That said, DC will be lucky to avoid being sued by the Fleming Estate.
post #8 of 14
Think there's any chance of this being pulled at some point? I should probably snag it sooner rather than later (wishlist).
post #9 of 14
Thread Starter 
I believe it's most precise to call "Jimmy" Bond a right cunt. Harry Lime as M was a piece of brilliance as well.

BTW, annotations for Black Dossier are already up at http://www.shsu.edu/~lib_jjn/dossier.html for those that are having a hard time placing some of the many cameos.
post #10 of 14
Picked it up on the way home. There are two covers. I got the darker one.

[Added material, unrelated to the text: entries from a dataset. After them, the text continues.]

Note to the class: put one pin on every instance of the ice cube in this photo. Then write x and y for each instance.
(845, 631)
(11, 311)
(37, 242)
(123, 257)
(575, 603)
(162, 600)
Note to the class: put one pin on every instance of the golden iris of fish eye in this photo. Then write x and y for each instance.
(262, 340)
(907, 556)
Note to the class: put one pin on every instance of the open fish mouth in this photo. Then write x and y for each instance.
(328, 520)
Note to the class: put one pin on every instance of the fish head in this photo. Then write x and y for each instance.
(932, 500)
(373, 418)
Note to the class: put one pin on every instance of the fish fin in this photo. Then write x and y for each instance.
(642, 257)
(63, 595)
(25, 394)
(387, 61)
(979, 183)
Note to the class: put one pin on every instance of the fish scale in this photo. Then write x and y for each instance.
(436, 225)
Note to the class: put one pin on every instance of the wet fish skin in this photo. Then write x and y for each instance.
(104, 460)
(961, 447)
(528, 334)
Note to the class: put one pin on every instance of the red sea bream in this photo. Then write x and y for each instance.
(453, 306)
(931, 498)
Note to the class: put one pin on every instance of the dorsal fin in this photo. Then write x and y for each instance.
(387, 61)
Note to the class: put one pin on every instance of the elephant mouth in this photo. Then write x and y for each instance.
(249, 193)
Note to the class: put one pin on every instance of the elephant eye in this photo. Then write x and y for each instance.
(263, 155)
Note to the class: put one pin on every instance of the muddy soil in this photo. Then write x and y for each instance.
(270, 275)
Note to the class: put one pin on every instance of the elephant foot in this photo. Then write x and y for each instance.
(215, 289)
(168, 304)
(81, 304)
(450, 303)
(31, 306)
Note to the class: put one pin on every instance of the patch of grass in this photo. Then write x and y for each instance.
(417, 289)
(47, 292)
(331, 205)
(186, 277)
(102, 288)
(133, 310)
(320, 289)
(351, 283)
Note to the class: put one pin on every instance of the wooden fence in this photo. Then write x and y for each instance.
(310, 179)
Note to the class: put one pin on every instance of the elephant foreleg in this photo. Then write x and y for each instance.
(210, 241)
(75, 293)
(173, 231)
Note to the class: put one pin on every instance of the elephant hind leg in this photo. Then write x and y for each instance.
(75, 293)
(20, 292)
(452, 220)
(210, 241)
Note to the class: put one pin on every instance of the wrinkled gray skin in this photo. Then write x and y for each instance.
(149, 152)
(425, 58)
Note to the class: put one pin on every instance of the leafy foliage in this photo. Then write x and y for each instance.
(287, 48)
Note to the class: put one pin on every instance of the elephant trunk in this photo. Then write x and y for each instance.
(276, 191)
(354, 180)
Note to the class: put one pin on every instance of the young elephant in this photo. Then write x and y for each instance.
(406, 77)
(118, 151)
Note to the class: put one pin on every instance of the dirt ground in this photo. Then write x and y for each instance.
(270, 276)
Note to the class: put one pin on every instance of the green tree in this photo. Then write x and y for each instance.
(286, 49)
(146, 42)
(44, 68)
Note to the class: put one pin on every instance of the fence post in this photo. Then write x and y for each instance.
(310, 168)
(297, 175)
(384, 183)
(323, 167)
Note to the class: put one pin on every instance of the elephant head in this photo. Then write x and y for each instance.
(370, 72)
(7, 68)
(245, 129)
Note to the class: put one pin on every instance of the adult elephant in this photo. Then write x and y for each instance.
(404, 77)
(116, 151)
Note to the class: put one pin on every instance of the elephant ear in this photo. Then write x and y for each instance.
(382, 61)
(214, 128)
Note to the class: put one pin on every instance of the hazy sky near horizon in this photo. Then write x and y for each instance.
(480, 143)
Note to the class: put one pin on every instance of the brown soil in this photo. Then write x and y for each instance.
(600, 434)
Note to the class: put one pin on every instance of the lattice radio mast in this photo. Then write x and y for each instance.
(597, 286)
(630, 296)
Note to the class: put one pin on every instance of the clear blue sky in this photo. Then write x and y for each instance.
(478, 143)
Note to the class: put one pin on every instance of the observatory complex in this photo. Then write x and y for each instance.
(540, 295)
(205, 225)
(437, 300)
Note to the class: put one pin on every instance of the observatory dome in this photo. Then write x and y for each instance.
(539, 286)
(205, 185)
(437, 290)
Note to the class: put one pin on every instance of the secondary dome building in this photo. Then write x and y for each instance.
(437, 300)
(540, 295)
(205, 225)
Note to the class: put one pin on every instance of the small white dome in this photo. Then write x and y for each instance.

This and a new issue of Criminal in one stop-- BONANZA!
post #11 of 14
I haven't read a word yet, but damn this is a beautiful book.
post #12 of 14
Thread Starter 
I think Moore created a new sub-genre of horror fiction with "What Ho, Gods of the Abyss". I'd pay money to hear Hugh Laurie narrate that section.
post #13 of 14
Pretty good read, Haven't done anything but the comic section yet. I thought SPOILERS

- Liked the negative take on the man who would be 007. Really liked it.
- Missed the urban morass of violence and depravity which encompassed some much of the first two books.
- A little too much of the main couple, who aren't that interesting. Aside from Bond, neither were the villains. More Orlando would've been better.
- Liked the little mention of Nemo subbing around in this alternate dimension.
- Loved the Cthulhu diplomat getting pissed off and leaving. What a suck.


On the whole, it's a very entertaining read, but I don't think it quite measures up to its predecessors. That's a tall order, of course.
post #14 of 14
This is awesome stuff. It's cool to see LoEG taking over and linking various concerns he's been toying with for a decade now, in 1963, Supreme, Tom Strong, Top Ten, and Promethea--this comic now seems like the lynchpin for all this recent work, putting a cap on it and setting the stage for something new.

I've heard a few complaints that the ending is Promethea II: Metaphysical Exposition Harder, but I tend to think that Moore's going back to this mode for a reason--I mean, the last page is basically Moore literally addressing the reader in the guise of Prospero and going, "OK, now that we've got that out of the way, and I'm not stuck writing for DC anymore, stand back and I'll really show you something."